Prima au Chalet du Mont d’Arbois
« Megève : la confirmation de Nicolas Hensinger »
On vous en a parlé très tôt: la table et son chef se confirment dans la qualité, jouant le jeu d’une Savoie rajeunie, d’un classicisme fort bien maîtrisé, d’un esthétisme jamais pris en défaut, avec le sens des assaisonnements précis, des assiettes jolies et bonnes, au gré du moment et de la saison. La table ? Celle du Chalet du Mont d’Arbois, qui fait sa mue, se fond dans le domaine du même nom, appartenant au groupe Rothschild, désormais géré sous le label Four Seasons.
Prima ? C’est le petit Poucet du lot, avec sa table cosy, ses recoins, ses fresques, sa vue sur le dehors, dans un cadre de chalet néo-autrichien, à la française. Nadine de Rothschild, comme auparavant la baronne Néomie, avait donné le ton du lieu. L’esprit de jadis perdure, dans les élégances bourgeoises du cadre, du service, de la cuisine fort joliment bourgeoise. Aux commandes des fourneaux, le jeune Nicolas Hensinger, natif de Colmar, formé au Schoenenbourg à Riquewihr, passé chez Nasti à Kaysersberg au Chambard, puis deux ans au Meurice avec Alléno, enfin, quatre ans à l’hôtel de ville de Crissier sous l’égide du génial Benoît Violier.

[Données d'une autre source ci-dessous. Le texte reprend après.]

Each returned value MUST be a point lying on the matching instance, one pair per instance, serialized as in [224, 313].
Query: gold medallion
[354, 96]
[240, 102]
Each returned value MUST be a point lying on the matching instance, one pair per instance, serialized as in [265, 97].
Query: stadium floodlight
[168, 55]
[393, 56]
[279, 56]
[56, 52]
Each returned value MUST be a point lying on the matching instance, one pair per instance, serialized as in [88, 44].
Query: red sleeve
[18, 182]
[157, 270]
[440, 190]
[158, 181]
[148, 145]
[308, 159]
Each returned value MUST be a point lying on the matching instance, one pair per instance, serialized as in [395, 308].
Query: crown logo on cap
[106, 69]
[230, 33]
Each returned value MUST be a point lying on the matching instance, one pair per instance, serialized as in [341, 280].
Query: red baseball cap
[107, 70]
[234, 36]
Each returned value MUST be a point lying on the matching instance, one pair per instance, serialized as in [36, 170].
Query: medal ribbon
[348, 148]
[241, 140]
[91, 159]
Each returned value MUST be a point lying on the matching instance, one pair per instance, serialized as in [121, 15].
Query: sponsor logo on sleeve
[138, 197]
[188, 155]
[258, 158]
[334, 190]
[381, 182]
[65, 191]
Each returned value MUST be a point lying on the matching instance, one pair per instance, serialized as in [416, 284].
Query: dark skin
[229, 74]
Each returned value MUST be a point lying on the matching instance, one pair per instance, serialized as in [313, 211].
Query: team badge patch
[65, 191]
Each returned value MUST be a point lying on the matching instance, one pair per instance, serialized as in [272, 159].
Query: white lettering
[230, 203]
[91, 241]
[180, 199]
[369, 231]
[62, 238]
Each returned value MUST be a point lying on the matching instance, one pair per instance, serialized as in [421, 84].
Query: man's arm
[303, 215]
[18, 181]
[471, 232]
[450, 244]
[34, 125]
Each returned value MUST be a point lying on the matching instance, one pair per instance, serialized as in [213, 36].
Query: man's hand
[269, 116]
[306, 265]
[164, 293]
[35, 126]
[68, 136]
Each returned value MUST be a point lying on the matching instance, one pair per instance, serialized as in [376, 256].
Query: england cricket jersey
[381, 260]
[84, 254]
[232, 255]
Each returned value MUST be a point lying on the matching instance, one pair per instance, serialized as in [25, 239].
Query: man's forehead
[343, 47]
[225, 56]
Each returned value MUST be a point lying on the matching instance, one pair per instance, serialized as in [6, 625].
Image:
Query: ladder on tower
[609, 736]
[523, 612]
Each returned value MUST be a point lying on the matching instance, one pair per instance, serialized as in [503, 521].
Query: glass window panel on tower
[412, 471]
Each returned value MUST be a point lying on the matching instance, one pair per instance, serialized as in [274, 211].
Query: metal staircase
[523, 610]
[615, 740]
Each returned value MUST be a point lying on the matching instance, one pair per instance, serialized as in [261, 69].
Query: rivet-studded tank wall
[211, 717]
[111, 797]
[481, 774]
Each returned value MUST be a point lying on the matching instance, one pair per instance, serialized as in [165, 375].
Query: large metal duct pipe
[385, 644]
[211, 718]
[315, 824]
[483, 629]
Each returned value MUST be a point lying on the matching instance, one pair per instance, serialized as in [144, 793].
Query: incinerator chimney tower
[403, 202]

Sa trajectoire évoque, évidemment, celle de son aîné et compagnon de route, le deux étoiles du 1920, au Four Seasons, Julien Gatillon. Nicolas instille là une partition qui n’est pas indigne de son désormais illustre voisin: poireaux bleus d’hiver grillés en vinaigrette, pommes de terre et truffes, omble chevalier en chaud-froid cuit façon gravlax, cresson, citron confit, jeunes pousses acidulées ou encore jaune d’œuf de poule fermier à la truffe avec ses cardons lyonnais et sa baguette façon mouillettes donnent une idée fort sérieuse de ce qui se trame ici.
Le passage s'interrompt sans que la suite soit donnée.